The process known as collective enfranchisement, gives the leaseholders to group together to buy the freehold for a fair market price. This quite underused yet sometimes lucrative right was brought about in 1993 and then was given a further boost by the Commonhold and Leasehold Reform Act 2002.
The process of buying the freehold is not as straight forward as a typical conveyancing transaction, however with someone such as Express Conveyancing to guide you through the legal minefield, the transaction can certainly be a lot smoother.
Lease Extensions Vs Buying the Freehold,
Most lenders require at least 70 years remaining on the leases if they are to lend against the property. What this mean is that potentially when it comes to you selling the property and you are buyers are purchasing with the use of a mortgage, then you will be requires to extend the lease(lease extensions) prior to selling.

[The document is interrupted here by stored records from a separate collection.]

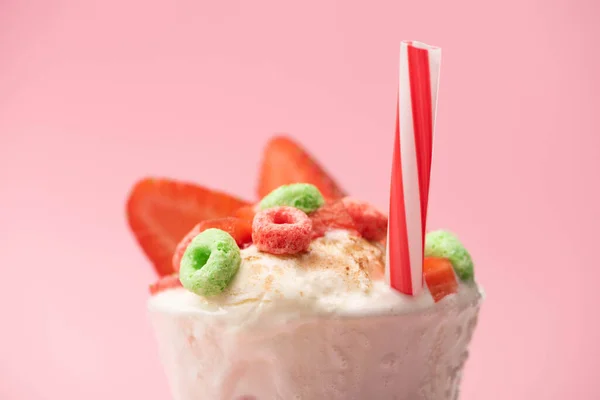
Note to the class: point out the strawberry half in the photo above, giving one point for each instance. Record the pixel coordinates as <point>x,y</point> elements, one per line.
<point>161,211</point>
<point>439,276</point>
<point>239,229</point>
<point>332,216</point>
<point>285,162</point>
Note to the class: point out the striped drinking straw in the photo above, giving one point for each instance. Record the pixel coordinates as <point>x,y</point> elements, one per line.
<point>411,167</point>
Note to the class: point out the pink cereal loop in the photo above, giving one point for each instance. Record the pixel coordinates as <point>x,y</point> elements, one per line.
<point>281,230</point>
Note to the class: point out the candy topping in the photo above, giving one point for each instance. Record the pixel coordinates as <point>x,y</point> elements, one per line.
<point>285,162</point>
<point>370,222</point>
<point>303,196</point>
<point>210,262</point>
<point>281,230</point>
<point>330,217</point>
<point>439,276</point>
<point>164,283</point>
<point>239,229</point>
<point>445,244</point>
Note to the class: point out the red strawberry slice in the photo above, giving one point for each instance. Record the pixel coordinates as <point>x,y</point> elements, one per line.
<point>332,216</point>
<point>161,211</point>
<point>164,283</point>
<point>246,212</point>
<point>239,229</point>
<point>285,162</point>
<point>439,276</point>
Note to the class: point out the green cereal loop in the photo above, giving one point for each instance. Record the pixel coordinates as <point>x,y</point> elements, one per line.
<point>445,244</point>
<point>303,196</point>
<point>210,262</point>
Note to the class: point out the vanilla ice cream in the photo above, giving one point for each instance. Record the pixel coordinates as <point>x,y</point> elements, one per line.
<point>319,325</point>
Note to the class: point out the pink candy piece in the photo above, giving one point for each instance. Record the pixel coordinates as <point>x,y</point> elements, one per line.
<point>370,222</point>
<point>281,230</point>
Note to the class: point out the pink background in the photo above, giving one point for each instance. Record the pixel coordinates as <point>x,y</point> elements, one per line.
<point>96,94</point>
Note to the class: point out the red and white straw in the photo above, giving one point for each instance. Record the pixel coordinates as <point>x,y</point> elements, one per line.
<point>409,190</point>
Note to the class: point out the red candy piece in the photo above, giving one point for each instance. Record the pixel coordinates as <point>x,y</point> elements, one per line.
<point>282,230</point>
<point>370,222</point>
<point>164,283</point>
<point>161,211</point>
<point>332,216</point>
<point>239,229</point>
<point>439,276</point>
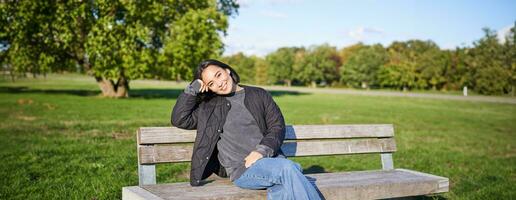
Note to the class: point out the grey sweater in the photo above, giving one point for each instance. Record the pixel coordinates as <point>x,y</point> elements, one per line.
<point>240,135</point>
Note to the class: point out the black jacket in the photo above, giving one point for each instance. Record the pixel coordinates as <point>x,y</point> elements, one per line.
<point>209,116</point>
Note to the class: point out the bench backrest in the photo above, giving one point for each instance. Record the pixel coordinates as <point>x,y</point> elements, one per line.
<point>171,144</point>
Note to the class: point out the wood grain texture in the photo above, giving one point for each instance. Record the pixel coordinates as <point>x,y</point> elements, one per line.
<point>375,184</point>
<point>170,135</point>
<point>151,154</point>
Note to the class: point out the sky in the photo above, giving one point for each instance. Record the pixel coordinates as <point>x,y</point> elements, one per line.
<point>262,26</point>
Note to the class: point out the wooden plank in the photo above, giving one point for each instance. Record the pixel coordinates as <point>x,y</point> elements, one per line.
<point>338,131</point>
<point>375,184</point>
<point>146,174</point>
<point>444,183</point>
<point>170,135</point>
<point>138,193</point>
<point>336,147</point>
<point>150,154</point>
<point>387,162</point>
<point>164,135</point>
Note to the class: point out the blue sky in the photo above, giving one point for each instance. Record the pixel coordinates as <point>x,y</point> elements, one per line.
<point>264,25</point>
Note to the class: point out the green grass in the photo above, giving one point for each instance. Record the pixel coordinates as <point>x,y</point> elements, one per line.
<point>61,141</point>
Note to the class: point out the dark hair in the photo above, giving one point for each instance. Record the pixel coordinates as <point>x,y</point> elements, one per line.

The main reason for this is the fact that by law, you should have legally owned the lease for a minimum of 2 years before enfranchisement can be carried out. Freeholders can therefore charge potentially 10,000s to consent to extend the lease. Further leaseholders must pay ground rent (usually small) and service charge (which in many cases run into the thousands).
What you do need to bear in mid however is that a flat with a share of the freehold differs from a freehold house. Flat owners with a share, shares this with the other freeholders jointly.